Uterine Fibroids
Published: 2025-06-30 14:21

Uterine fibroids are benign neoplasms arising from hyperplastic proliferation of myometrial smooth muscle cells and represent the most common benign tumor of the female reproductive tract, with an incidence of up to 30%. Their development is closely associated with exposure to elevated estrogen levels, although the precise etiology remains unclear; contributory factors may include genetic susceptibility, fluctuations in sex steroid hormones, and dysfunction of uterine stem cell populations.
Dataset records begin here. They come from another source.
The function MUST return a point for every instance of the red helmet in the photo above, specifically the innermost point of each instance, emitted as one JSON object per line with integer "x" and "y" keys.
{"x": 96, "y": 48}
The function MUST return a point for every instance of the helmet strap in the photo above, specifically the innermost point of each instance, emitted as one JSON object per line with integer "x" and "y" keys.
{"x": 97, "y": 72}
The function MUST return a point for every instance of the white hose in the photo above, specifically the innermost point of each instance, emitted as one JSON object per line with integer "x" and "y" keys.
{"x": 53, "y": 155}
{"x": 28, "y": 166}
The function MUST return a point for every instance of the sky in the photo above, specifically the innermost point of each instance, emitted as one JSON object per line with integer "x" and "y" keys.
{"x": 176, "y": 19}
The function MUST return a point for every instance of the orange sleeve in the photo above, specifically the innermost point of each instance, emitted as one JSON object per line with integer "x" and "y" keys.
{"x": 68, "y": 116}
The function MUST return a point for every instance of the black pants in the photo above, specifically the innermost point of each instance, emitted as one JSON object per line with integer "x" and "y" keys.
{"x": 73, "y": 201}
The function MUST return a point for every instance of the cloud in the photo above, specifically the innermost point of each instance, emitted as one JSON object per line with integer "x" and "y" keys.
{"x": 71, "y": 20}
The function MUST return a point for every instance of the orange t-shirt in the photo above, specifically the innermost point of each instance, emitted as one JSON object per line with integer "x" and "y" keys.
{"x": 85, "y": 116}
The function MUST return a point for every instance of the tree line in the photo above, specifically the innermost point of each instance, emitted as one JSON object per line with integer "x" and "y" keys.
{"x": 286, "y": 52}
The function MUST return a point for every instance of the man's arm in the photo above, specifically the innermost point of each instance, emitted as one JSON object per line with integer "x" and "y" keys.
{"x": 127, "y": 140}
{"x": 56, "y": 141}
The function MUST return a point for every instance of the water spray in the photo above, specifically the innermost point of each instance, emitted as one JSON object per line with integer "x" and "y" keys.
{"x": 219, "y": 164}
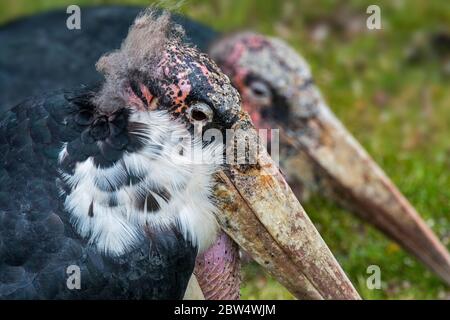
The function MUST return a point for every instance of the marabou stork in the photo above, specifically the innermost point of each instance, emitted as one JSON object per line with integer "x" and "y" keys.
{"x": 321, "y": 154}
{"x": 113, "y": 179}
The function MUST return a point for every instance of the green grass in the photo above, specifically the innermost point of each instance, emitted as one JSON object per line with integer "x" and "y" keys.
{"x": 399, "y": 109}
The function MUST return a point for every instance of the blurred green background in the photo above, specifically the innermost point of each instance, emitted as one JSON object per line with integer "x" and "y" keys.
{"x": 390, "y": 87}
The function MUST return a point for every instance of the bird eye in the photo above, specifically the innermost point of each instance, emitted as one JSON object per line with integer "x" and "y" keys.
{"x": 260, "y": 89}
{"x": 200, "y": 112}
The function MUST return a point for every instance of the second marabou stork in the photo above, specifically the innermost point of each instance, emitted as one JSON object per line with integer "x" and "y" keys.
{"x": 113, "y": 180}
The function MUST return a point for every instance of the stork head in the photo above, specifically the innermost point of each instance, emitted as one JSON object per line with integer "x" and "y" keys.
{"x": 317, "y": 152}
{"x": 138, "y": 167}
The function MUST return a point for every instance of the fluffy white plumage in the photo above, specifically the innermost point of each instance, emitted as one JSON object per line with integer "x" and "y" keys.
{"x": 169, "y": 158}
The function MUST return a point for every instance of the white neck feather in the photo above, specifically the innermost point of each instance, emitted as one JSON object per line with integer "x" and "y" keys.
{"x": 114, "y": 229}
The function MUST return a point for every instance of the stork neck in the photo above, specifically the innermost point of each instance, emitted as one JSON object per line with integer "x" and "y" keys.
{"x": 218, "y": 270}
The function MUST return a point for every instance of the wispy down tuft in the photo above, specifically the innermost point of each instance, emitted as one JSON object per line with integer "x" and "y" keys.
{"x": 140, "y": 52}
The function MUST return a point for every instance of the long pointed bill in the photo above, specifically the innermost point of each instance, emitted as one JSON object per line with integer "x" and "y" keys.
{"x": 347, "y": 173}
{"x": 260, "y": 212}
Fibroids exceeding a critical size or situated at anatomically strategic locations within the uterus may give rise to:

(1)Menorrhagia and prolonged menstrual bleeding;

(2)Increased leukorrhea;

(3)Palpable abdominal mass;

(4)Compression symptoms such as urinary frequency, urinary urgency, and constipation;

(5)Infertility;

(6)Acute abdominal pain secondary to degeneration or torsion (in a minority of cases)。
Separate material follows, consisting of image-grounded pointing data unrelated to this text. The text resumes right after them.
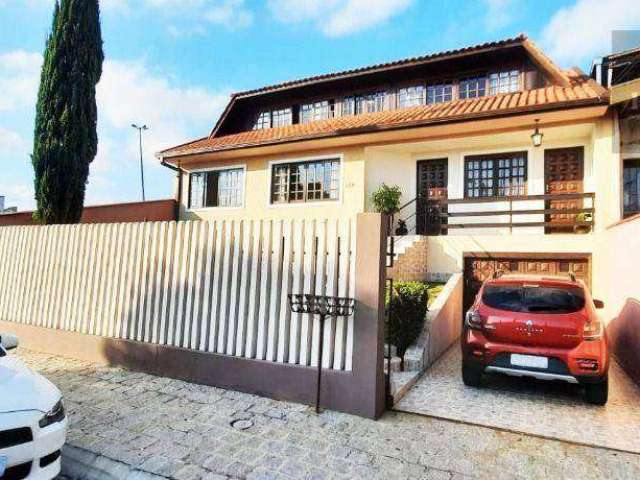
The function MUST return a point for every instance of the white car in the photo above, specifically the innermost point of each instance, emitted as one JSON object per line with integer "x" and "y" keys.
{"x": 33, "y": 423}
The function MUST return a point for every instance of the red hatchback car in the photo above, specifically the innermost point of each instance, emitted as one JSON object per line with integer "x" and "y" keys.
{"x": 541, "y": 327}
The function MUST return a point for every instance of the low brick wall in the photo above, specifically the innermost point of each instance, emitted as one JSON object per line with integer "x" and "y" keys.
{"x": 411, "y": 266}
{"x": 151, "y": 211}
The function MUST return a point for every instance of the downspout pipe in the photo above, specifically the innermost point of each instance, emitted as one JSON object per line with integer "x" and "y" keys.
{"x": 179, "y": 173}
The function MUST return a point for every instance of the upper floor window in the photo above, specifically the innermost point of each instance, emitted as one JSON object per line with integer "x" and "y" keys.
{"x": 263, "y": 121}
{"x": 217, "y": 188}
{"x": 281, "y": 117}
{"x": 631, "y": 187}
{"x": 348, "y": 106}
{"x": 411, "y": 96}
{"x": 275, "y": 118}
{"x": 310, "y": 112}
{"x": 439, "y": 93}
{"x": 305, "y": 181}
{"x": 504, "y": 82}
{"x": 472, "y": 87}
{"x": 372, "y": 102}
{"x": 499, "y": 175}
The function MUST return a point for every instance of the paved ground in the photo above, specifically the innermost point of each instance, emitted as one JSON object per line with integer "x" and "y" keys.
{"x": 186, "y": 431}
{"x": 555, "y": 410}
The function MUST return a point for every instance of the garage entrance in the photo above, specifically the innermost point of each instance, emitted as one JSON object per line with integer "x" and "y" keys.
{"x": 479, "y": 267}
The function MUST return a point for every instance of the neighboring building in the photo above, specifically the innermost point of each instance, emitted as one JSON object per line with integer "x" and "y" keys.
{"x": 454, "y": 130}
{"x": 621, "y": 73}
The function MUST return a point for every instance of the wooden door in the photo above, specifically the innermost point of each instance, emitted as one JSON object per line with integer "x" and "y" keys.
{"x": 432, "y": 188}
{"x": 563, "y": 174}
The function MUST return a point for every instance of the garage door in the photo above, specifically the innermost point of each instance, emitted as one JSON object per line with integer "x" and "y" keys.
{"x": 477, "y": 270}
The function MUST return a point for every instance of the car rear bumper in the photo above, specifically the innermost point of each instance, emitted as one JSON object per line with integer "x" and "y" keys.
{"x": 566, "y": 365}
{"x": 40, "y": 457}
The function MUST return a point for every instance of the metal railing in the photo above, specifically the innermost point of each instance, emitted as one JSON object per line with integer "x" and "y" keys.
{"x": 424, "y": 216}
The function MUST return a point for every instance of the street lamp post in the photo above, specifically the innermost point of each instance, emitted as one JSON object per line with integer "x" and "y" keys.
{"x": 140, "y": 130}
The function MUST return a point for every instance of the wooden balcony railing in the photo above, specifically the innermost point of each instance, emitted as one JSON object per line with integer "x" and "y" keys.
{"x": 560, "y": 213}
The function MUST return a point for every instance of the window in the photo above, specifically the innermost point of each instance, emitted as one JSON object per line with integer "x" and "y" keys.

Indications for surgical intervention include multiple fibroids, large fibroids causing distortion of uterine morphology, symptomatic menorrhagia, compressive effects, pain, or infertility. The standard of care is trans-umbilical single-port laparoscopic myomectomy: through a single, cosmetically optimized “keyhole” incision, fibroids are excised in accordance with oncological safety (“no-tumor” principle) and the myometrial defect is meticulously sutured, enabling rapid postoperative recovery and significantly benefiting female patients.